Which of these methods is faster? Explain why.

### Q-1 What is lazy evaluation and why is it more efficient?

The transformations are only computed when an action requires a result to be returned to the driver program. This design enables Spark to run more efficiently – for example, we can realize that a dataset created through map will be used in a reduce and return only the result of the reduce to the driver, rather than the larger mapped dataset.

### Q-2 Consider the following methods of estimating pi.
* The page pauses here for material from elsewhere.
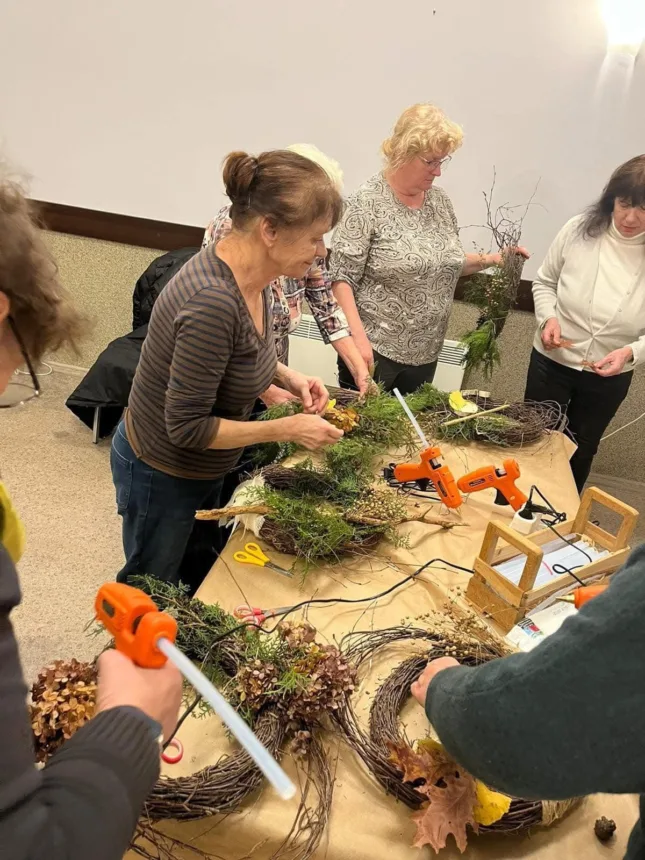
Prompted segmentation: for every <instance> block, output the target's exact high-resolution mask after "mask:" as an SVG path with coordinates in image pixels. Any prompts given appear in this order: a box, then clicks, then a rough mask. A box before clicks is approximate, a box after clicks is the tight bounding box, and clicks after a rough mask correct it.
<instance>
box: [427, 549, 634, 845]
mask: <svg viewBox="0 0 645 860" xmlns="http://www.w3.org/2000/svg"><path fill="white" fill-rule="evenodd" d="M644 609H645V545H644V546H642V547H639V548H638V549H636V550H635V551H634V552H633V553H632V554H631V556H630V557H629V559H628V560H627V562H626V564H625V565H624V567H623V569H622V570H621V571H620V572H619V573H617V574H616V575H615V576H614V577H613V578H612V580H611V585H610V587H609V588H608V589H607V591H606V592H604V594H601V595H600V596H599V597H596V598H595V599H594V600H592V601H590V602H589V603H587V604H585V605H584V606H583V607H582V609H581V610H580V612H578V614H577V615H576V616H574V617H572V618H568V619H567V620H566V621H565V623H564V624H563V626H562V627H561V628H560V630H558V631H557V632H556V633H554V634H552V635H551V636H549V637H548V638H547V639H546V640H545V641H544V642H543V643H542V644H541V645H539V646H538V647H537V648H535V649H534V650H533V651H531V652H529V653H527V654H513V655H511V656H509V657H505V658H503V659H500V660H493V661H492V662H491V663H486V664H485V665H482V666H478V667H476V668H469V667H466V666H460V665H459V664H458V663H457V661H456V660H454V659H452V658H449V657H442V658H441V659H439V660H433V661H432V662H431V663H429V664H428V666H427V667H426V669H425V670H424V672H423V674H422V675H421V677H420V678H419V679H418V681H416V682H415V683H414V684H413V685H412V694H413V695H414V697H415V698H416V699H417V701H418V702H419V703H420V704H421V705H423V706H425V710H426V714H427V716H428V719H429V720H430V722H431V723H432V726H433V727H434V729H435V730H436V732H437V734H438V736H439V738H440V740H441V742H442V744H443V745H444V746H445V747H446V749H447V750H448V751H449V752H450V754H451V755H452V756H453V757H454V759H455V760H456V761H458V762H459V763H460V764H461V765H463V767H464V768H466V769H467V770H468V771H469V772H470V773H472V774H473V776H475V777H477V778H478V779H481V780H482V781H483V782H485V783H486V784H487V785H489V786H490V787H491V788H495V789H498V790H500V791H503V792H505V793H506V794H510V795H514V796H516V797H525V798H529V799H530V798H535V799H545V800H563V799H566V798H570V797H577V796H582V795H587V794H596V793H598V792H605V793H613V794H641V802H640V811H641V819H640V821H639V822H638V823H637V824H636V826H635V827H634V830H633V831H632V834H631V837H630V840H629V845H628V848H627V854H626V855H625V858H626V860H643V858H645V839H644V837H643V820H644V816H645V797H643V794H644V793H645V740H644V739H643V723H642V719H643V714H644V713H645V684H643V675H642V672H643V666H644V665H645V619H644V617H643V612H644Z"/></svg>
Which one is more efficient and why?

sc refers to SparkContext object

#### Method 1


```python
from random import random
def sampleAndSum(p):
    points = [(random(),random()) for i in xrange(p)]
    return sum([1 for (a,b) in points if a*a + b*b < 1])

def calculate_pi(sc, NUM_SAMPLES):
    tasks = sc.defaultParallelism
    count = sc.parallelize([NUM_SAMPLES/tasks]*tasks) \
            .map(sampleAndSum) \
            .reduce(lambda a, b: a + b)
    return count


NUM_SAMPLES=10000000
count = calculate_pi(sc, n)
print "Pi is roughly %f" % (4.0 * count / NUM_SAMPLES)
```

#### Method 2
```python
def sample(p):
    x, y = random(), random()
    return 1 if x*x + y*y < 1 else 0

count = sc.parallelize(xrange(0, NUM_SAMPLES)).map(sample) \
             .reduce(lambda a, b: a + b)
print "Pi is roughly %f" % (4.0 * count / NUM_SAMPLES)
```



**Answer:** Method 1 is more efficient because it is generating random numbers in parallel at worker nodes while method 2 is generating random samples at driver and then distributing them to workers.

### Q-3 In assignment 5, you might have got different results by running Gradient Boosted Trees multiple times (with exactly the same training/test sets and same set of hyper-parameters). What might be introducing randomness in the algorithm?

It is because Stochastic Gradient Boosting is implemented in Spark. In Stochastic Gradient Boosting, at each iteration a subsample of training data is drawn at random (without replacement) and the loss gradient of this subsample is used to build the next tree.